# Archers, just switched off.



## erneboy (Feb 8, 2007)

Having listened to The Archers for well over 40 years I finally got fed up with it this morning and turned it off.

What a doormat Helen is and what a t**d Rob is. I don't care if it reflects reality, The Archers aren't real people. The programme is supposed to be entertainment with some educational content. It's not supposed to make us feel permanently murderous towards characters.


----------



## listerdiesel (Aug 3, 2012)

Listened to a couple of episodes back in the 60's, never got into it or other serial programmes, just not that interested in hearing about other folks' fake problems 

Peter


----------



## Glandwr (Jun 12, 2006)

Always switch over to radio 6 when they are on on a Sunday Alan. The Carys Matthews show, she of Catatonia, a really eclectic mix of music try it.

Dick


----------



## Penquin (Oct 15, 2007)

Very rarely listen to this now, it is not a series that ever really interested me, like "Eastenders" it simply shows me a place where I would *NOT* like to live......

Dave


----------



## cabby (May 14, 2005)

Could never understand why they stopped Dick Barton.Was 6.45pm too late.

cabby


----------



## Webby1 (Mar 11, 2012)

+1 for Radio 6 and +10 for Cerys


----------



## erneboy (Feb 8, 2007)

I don't like soaps in general. The Archers was the single exception. Now that they've turned it into Beastbenders or Corporation Street they can stuff it.


----------



## Pudsey_Bear (Sep 25, 2008)

Listened to it since I was a nipper, now just catch it if it's on, brits are crap at soaps IMO, yanks do it better, but now they over complicate the plot to the point where you need a bloody degree, shame as know how to act over there, and it's more classless


----------



## erneboy (Feb 8, 2007)

I prefer the true stories. Downton Abbey and all that.


----------



## Pudsey_Bear (Sep 25, 2008)

erneboy said:


> I prefer the true stories. Downton Abbey and all that.
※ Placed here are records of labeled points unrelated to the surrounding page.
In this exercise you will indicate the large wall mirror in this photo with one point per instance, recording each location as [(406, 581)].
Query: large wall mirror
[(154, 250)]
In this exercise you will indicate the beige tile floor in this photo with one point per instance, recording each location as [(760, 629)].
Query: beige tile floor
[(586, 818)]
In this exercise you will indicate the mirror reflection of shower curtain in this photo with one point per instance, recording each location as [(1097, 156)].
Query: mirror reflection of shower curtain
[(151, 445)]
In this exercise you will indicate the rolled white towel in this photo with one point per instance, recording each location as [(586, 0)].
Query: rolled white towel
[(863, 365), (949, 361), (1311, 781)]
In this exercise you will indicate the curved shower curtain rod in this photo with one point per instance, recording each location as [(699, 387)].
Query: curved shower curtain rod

I have managed to avid that so far, despite it being mentioned more than once.


----------



## cabby (May 14, 2005)

So you are now watching Dr Thorne then. True stories,>>

cabby


----------



## MEES (Apr 20, 2006)

Sad as I am I'm a keen follower
This is going on too long though.


----------



## caulkhead (Jul 25, 2007)

erneboy said:


> Having listened to The Archers for well over 40 years I finally got fed up with it this morning and turned it off.
> 
> What a doormat Helen is and what a t**d Rob is. I don't care if it reflects reality, The Archers aren't real people. The programme is supposed to be entertainment with some educational content. It's not supposed to make us feel permanently murderous towards characters.


What you have posted exactly reflects how me and Kim feel. We could both be called Archers Addicts but the Helen and Rob story has us reaching for the off switch. I knew things had gone to far when, after the recent 'Rob slaps Helen but it's all her fault' episode, the BBC put out one of their 'If you have been affected by the issues in tonight's storyline 'type announcements! IS NOTHING SACRED?


----------



## charlieivan (Apr 25, 2006)

The Archers will cease to exist unless Ruth and David's young son grows up quickly, gets married and has a couple of sons. He seems to be the only Archer left that can carry on the family name.


----------



## Stanner (Aug 17, 2006)

I, like most 'merkins, consider Downton Abbey to be a most excellent documentary portrayal of everyday life in 'lil ole Englandshire.

And we 'merkins are proud that our very own Mr Selfridge has generously volunteered to visit you and sort out your retail trade.

In the near future we will be sending over a splendid young man, Ronald McDonald, to show you how to do food.

Until then our gallant troops occupying stationed in Europe, will continue to defend you and keep you safe as they have since WW2 started in 1941.


----------



## barryd (May 9, 2008)

That Lady Mary in Downton is a bit saucy though eh? Ive always had a bit of a thing for posh chicks. Just saying.

Never listened to the Archers though. Is rubbish.  I quite like the shipping forecast though. Im thinking of doing a punk version of Sailing by on electric guitar.


----------



## dghr272 (Jun 14, 2012)

barryd said:


> That Lady Mary in Downton is a bit saucy though eh? Ive always had a bit of a thing for posh chicks. Just saying.
> 
> Never listened to the Archers though. Is rubbish.  I quite like the shipping forecast though. Im thinking of doing a punk version of Sailing by on electric guitar.


Don't think about it Barry, just do it.............. But please compose and play it whilst sailing into the sunset (and out of earshot) thanks. :grin2:


----------



## barryd (May 9, 2008)

dghr272 said:


> Don't think about it Barry, just do it.............. But please compose and play it whilst sailing into the sunset (and out of earshot) thanks. :grin2:


Where is the Dislick button? Proper forums have a Dislick button. This forum is rubbish!


----------